Policies That Stand Apart
Beyond the rhetoric and political wrangling, however, is the PPC platform. For both Canadians and international observers, this is where the rubber meets the road.
Fortunately, Bernier has a long record to consider, dating back to his leadership of the Montréal Economic Institute, an impeccable free-market think tank. Bernier’s broad-based voter support reflects the fact that in 2017 he came excruciatingly close to the leadership of the Conservatives. Even if the formal policies are still undergoing discussion, the party’s website states that the “platform will be mostly based on the same policies” of Bernier’s leadership run.
If there is one thing you can be sure of, it is that Bernier and the PPC believe in laissez-faire capitalism. They will do all they can to support free trade with the United States—to eliminate tariffs and regulatory barriers on both sides—and they will not let cronies get in the way.
For example, “supply-management” cartelization—which inflates dairy and egg prices and blocks American products—is obviously not in the interests of everyday Canadians. The only ones supporting it seem to be the enriched recipients and the politicians beholden to their lobbies.
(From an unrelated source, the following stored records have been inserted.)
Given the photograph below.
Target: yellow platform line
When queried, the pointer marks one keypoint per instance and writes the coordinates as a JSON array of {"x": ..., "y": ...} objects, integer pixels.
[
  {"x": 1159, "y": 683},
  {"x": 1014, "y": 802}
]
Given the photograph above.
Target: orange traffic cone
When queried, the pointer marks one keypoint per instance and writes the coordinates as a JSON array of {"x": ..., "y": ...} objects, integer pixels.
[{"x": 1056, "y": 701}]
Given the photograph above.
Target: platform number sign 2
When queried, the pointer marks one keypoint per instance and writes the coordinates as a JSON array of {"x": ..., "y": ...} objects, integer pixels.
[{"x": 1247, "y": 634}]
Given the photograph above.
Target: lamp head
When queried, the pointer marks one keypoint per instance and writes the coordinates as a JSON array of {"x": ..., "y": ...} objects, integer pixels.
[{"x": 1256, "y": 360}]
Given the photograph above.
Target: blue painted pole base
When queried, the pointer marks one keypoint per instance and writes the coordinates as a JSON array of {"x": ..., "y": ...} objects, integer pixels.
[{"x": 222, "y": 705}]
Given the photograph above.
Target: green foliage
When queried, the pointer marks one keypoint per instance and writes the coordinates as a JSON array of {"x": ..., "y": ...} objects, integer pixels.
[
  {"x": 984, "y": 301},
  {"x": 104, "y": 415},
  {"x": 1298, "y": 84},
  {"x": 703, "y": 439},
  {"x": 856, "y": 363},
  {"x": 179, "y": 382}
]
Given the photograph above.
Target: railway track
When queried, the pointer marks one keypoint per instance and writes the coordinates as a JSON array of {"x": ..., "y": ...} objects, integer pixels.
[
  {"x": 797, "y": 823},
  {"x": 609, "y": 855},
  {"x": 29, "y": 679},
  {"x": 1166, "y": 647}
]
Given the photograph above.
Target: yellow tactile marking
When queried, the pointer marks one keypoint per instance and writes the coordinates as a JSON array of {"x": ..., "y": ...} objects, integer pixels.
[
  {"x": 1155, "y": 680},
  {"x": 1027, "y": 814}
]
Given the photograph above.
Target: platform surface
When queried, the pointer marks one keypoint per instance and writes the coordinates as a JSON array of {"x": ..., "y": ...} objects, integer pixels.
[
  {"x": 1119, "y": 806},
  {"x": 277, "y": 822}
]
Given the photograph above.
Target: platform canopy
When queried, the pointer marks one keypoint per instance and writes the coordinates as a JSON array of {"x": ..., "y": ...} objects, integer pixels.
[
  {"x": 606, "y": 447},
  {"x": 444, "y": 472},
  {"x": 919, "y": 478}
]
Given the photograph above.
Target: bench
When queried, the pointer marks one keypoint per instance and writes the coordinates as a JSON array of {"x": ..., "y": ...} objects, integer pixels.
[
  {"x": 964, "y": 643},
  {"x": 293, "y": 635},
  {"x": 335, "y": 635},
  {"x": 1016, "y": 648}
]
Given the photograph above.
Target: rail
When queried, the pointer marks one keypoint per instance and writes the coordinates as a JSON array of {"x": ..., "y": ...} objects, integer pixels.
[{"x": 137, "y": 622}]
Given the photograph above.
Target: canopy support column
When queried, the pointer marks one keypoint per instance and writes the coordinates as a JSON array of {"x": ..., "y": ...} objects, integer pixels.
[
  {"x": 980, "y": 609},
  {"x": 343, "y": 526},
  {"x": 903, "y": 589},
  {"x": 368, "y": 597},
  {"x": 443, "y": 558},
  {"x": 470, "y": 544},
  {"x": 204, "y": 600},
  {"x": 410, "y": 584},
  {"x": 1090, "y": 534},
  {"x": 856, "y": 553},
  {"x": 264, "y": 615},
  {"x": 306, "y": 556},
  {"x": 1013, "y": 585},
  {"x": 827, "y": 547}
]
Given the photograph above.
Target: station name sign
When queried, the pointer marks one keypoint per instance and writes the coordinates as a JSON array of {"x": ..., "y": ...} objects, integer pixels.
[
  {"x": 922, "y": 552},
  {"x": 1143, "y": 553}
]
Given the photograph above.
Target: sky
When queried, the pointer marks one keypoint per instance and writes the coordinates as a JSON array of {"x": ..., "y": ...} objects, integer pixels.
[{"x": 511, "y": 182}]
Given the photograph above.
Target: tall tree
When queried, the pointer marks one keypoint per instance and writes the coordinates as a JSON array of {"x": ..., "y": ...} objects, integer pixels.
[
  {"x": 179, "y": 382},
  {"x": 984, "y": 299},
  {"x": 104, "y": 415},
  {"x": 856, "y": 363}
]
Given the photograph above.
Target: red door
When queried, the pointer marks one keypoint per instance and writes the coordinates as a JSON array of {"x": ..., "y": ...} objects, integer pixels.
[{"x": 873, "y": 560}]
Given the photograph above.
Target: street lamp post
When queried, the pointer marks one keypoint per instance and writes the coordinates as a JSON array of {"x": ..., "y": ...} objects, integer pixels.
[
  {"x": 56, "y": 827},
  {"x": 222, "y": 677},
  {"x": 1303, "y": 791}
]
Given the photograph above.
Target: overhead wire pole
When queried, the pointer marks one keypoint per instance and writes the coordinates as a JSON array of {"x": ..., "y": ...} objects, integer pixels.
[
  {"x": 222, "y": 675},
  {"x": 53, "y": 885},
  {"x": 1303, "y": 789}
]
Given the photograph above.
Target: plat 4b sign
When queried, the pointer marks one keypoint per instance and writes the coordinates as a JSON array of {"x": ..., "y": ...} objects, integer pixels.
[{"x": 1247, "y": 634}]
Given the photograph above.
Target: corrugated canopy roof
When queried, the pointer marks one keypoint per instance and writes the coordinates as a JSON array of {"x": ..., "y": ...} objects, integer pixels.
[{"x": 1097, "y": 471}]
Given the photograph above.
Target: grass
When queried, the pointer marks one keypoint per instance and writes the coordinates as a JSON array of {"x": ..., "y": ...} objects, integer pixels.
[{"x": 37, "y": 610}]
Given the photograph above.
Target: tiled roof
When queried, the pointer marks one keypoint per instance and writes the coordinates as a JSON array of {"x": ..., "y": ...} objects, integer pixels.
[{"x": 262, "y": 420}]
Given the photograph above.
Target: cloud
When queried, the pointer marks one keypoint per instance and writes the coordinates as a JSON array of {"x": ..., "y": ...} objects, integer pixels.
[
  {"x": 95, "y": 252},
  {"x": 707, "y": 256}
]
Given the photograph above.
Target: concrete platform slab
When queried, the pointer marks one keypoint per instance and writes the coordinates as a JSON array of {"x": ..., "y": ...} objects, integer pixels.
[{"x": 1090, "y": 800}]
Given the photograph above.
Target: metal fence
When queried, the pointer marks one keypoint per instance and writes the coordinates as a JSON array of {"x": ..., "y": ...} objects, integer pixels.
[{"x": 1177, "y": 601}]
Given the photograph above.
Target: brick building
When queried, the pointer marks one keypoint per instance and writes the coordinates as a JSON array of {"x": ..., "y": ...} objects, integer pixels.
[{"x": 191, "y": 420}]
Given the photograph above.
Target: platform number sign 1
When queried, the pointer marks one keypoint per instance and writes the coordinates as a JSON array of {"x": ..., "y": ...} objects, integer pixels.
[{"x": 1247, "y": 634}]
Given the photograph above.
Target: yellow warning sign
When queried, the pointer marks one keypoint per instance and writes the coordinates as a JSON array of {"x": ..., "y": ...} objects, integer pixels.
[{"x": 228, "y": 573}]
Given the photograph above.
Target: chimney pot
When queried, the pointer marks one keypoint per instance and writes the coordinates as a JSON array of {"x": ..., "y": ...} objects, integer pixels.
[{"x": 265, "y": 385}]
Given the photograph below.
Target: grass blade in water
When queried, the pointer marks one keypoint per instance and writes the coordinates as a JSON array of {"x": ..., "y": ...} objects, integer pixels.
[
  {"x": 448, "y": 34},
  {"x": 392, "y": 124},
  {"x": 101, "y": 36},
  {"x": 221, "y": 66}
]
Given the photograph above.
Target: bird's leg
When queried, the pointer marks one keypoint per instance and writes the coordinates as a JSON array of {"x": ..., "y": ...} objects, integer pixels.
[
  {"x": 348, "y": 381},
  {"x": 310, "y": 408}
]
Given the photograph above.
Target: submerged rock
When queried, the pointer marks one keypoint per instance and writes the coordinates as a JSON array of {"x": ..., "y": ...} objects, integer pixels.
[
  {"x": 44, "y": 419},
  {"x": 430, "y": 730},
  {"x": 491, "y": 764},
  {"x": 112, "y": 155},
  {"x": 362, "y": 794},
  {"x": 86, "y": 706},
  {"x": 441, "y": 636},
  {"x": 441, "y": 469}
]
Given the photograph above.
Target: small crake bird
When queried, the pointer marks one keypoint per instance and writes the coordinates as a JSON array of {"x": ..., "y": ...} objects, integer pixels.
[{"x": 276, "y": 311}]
Even Martha Hall Findlay, a former Liberal Party member of Parliament (2008-2011), has denounced unwillingness to let this go for a NAFTA deal as reckless, self-destructive, and counter to Canadian employment prospects. “Average Canadian families … pay almost $600 more per year for basic nutrition than they should,” she wrote this year in a Toronto Star op-ed.
A Solid US Ally
Beyond supply management and NAFTA, there is more good news for Canadian free marketeers and their American counterparts. Maxime’s broader agenda is for economic liberalization that could mean more affordable energy sources for Americans and employment prospects for Canadians. As reported by Canadian Manufacturing, “Bernier says he hates carbon taxes [and] loves pipelines.” In the case of investors, Bernier has for a long time sought to “ease foreign-ownership restrictions on airlines [and] privatize Canada’s major airports.”
On foreign policy, Bernier and the PPC offer nationalism in a positive sense, one which recognizes Canada’s status as a refined, civilized nation with British and Western traditions. That includes property rights, the rule of law, and individualism.
This pro-Western outlook carries over to foreign aid and immigration. In particular, it suggests a more limited role abroad, with less interest in nation building: “We are not going to send our soldiers to dangerous places where we have no strategic interests just to please the international bureaucracy at the United Nations,” reads one of the PPC policy statements.
In other words, Canada with PPC policies could hardly be a better friend of the United States. Not only is Bernier rattling an entrenched political class, he is pushing the Overton window and policy discussion toward much-needed reforms with broad appeal.